A.根の生長、作業効率などにかかわる様々な性質です。具体的には・・・
 「土壌物理性」とは、土壌の性質のうち、土の硬さやこなれ易さ(耕しやすさ)、水はけや水もちの程度、土の重さ、空気の通り易さ、等を言います(図1)。


1.土の硬さ(土壌硬度)やこなれ易さ(易耕性)
 土が硬いと農作業の能率が落ち、作物の根が伸びずらく、水はけが悪くなります。元々の土壌の性質により硬い場合が多いのですが、近年は作業機械に踏み固められて硬くなる場合も起きています。

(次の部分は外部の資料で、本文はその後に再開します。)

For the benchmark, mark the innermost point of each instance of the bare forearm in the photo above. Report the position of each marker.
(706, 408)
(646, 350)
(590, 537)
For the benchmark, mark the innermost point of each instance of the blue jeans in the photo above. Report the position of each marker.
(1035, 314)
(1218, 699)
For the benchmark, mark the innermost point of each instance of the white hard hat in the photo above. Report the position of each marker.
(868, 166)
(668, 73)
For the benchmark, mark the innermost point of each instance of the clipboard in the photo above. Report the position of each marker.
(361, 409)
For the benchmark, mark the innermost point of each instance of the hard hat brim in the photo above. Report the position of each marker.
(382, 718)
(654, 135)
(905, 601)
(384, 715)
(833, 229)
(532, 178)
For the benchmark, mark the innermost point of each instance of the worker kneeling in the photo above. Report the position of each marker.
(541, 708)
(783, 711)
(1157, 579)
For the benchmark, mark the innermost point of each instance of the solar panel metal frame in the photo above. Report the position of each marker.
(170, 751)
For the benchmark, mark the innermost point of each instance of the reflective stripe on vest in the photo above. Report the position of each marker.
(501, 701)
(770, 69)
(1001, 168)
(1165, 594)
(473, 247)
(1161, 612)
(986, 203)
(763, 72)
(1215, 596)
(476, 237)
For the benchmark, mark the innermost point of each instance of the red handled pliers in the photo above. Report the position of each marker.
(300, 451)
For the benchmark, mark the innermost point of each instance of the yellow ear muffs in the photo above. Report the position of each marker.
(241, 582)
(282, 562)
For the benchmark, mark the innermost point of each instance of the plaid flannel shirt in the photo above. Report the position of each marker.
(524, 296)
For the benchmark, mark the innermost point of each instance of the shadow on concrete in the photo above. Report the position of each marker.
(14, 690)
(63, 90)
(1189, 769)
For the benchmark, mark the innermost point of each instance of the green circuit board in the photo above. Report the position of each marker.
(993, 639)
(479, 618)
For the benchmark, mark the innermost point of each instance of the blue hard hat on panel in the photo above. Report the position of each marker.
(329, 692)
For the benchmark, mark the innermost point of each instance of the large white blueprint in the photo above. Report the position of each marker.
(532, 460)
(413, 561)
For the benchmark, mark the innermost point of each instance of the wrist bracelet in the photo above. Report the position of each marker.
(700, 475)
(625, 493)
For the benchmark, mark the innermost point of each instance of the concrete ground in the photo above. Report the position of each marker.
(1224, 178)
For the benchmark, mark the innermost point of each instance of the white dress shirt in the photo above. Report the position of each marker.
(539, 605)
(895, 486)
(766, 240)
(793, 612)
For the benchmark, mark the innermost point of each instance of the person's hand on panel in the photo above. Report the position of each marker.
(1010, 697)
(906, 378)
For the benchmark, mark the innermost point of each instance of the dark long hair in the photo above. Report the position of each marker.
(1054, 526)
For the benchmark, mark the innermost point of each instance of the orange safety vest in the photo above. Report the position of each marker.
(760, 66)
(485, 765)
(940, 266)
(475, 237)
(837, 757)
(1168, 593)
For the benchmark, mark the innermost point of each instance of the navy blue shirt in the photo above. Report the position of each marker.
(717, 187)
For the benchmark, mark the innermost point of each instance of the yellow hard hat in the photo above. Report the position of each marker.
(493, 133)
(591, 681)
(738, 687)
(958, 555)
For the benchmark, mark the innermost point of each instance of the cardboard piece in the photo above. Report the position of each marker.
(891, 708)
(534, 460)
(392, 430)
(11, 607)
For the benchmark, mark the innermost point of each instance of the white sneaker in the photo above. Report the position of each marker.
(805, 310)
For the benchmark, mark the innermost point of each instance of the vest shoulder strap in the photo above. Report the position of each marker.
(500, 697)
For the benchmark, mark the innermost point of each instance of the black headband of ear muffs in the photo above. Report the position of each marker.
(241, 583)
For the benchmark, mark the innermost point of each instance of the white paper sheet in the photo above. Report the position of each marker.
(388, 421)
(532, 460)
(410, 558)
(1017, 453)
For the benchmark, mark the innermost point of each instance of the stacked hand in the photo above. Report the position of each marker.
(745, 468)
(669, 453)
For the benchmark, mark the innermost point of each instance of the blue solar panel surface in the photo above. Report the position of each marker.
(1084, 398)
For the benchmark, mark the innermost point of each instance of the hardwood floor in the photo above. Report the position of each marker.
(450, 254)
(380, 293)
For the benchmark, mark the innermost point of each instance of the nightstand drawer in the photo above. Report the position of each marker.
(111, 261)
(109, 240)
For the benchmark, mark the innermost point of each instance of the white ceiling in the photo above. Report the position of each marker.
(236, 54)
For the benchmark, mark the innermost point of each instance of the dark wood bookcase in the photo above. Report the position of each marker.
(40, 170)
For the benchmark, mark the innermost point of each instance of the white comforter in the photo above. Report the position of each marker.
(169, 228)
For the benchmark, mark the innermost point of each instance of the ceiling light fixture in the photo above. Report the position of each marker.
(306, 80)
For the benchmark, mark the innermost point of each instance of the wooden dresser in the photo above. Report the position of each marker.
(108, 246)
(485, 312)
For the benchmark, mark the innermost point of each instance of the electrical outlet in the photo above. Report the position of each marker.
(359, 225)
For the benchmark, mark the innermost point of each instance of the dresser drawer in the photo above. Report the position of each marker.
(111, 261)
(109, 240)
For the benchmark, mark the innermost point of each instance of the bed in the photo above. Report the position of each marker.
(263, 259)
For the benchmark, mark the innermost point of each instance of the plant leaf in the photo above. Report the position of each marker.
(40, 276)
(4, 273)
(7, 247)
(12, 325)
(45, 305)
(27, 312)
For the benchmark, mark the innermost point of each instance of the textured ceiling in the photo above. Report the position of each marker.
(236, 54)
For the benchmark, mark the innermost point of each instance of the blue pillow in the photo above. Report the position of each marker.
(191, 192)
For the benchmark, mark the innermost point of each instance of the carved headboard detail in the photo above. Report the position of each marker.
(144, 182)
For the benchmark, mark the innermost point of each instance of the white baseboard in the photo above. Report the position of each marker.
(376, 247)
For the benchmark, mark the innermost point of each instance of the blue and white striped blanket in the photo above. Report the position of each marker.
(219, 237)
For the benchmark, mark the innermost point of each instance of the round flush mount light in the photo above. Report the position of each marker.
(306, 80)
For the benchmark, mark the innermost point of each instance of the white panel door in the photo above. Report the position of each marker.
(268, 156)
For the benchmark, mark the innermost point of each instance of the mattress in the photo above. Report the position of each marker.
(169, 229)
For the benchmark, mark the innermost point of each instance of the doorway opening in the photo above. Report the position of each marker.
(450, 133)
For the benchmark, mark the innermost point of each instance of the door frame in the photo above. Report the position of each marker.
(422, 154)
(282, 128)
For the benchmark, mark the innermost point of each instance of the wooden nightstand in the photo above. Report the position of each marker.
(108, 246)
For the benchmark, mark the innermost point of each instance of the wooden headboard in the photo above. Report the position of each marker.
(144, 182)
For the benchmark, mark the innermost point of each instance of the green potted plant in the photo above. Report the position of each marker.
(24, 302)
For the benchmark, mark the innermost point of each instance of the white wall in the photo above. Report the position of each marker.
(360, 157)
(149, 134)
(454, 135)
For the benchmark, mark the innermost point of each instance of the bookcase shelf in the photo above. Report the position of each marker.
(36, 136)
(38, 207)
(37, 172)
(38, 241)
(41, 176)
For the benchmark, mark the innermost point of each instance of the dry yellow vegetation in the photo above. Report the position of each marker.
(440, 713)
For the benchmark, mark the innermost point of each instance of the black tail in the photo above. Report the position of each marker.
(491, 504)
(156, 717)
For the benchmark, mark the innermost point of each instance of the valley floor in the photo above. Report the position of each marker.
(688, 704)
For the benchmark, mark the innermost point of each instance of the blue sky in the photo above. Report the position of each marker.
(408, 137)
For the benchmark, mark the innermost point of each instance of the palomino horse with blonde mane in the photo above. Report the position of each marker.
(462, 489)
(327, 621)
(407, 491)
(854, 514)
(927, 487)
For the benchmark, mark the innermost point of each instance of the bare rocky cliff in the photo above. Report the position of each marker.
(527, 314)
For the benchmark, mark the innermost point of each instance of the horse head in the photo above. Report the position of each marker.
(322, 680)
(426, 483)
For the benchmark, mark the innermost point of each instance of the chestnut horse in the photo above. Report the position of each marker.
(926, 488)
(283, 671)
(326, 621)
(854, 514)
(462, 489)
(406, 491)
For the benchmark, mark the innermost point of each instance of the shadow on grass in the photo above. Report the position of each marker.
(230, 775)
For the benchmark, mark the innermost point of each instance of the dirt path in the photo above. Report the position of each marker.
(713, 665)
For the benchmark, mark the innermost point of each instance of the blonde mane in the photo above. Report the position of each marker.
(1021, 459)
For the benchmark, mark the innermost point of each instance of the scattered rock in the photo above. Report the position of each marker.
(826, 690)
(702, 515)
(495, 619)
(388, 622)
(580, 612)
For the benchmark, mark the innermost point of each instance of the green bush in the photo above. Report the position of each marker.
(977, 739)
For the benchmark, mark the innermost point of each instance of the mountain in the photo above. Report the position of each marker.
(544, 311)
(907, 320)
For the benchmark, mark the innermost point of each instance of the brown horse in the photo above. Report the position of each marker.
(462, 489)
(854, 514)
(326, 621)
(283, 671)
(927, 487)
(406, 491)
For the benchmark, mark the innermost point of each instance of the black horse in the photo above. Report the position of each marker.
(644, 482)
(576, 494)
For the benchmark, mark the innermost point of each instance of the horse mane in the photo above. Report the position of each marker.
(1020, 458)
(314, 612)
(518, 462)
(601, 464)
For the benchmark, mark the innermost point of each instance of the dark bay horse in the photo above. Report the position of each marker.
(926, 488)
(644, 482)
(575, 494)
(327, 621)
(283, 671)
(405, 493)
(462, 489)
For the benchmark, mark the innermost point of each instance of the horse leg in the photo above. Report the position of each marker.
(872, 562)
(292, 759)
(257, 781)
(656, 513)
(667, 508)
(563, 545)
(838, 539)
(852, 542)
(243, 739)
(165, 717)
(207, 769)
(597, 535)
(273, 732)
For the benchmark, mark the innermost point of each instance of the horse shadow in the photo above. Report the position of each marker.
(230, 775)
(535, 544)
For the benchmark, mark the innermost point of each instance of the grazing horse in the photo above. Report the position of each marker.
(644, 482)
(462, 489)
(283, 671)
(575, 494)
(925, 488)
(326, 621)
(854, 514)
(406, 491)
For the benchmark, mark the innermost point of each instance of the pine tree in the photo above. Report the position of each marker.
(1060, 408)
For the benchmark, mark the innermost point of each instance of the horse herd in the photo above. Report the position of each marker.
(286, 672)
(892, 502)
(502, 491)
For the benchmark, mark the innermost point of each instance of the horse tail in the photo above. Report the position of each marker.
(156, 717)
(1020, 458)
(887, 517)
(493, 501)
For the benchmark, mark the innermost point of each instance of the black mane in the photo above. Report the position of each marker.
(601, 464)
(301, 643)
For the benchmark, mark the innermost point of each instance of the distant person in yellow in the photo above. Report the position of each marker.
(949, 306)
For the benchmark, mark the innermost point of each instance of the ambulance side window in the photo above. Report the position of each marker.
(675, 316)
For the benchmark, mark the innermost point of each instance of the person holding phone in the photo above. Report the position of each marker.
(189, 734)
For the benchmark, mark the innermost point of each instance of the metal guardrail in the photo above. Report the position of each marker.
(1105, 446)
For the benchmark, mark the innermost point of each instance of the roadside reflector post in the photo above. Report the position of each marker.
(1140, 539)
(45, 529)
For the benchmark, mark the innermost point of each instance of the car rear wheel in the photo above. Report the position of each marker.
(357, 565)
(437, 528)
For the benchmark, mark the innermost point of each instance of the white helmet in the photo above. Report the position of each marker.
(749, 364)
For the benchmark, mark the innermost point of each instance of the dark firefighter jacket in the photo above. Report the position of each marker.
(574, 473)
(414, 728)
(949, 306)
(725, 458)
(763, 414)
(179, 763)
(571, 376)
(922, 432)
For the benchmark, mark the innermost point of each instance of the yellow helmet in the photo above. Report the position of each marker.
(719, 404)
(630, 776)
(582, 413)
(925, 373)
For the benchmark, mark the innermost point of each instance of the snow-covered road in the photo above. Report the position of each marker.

 こなれ易さ(易耕性)は、土の硬さと関連が深く、主に粘土の量に関係しています。特に畑作物の出芽率に大きく影響する性質です。

2.水はけ(排水性)
 水はけは、土壌の透水性(水の通り易さ)と地下水位の高低により決まり、特に透水性に左右されます。心土の透水性が悪いために排水不良となる場合が多いようです。粘性が強い土壌は透水性が劣りますが、一方、作業機械に踏み固められて透水性が悪化する場合もあります。このように、水はけは人為的な影響が強く現れ易い性質です。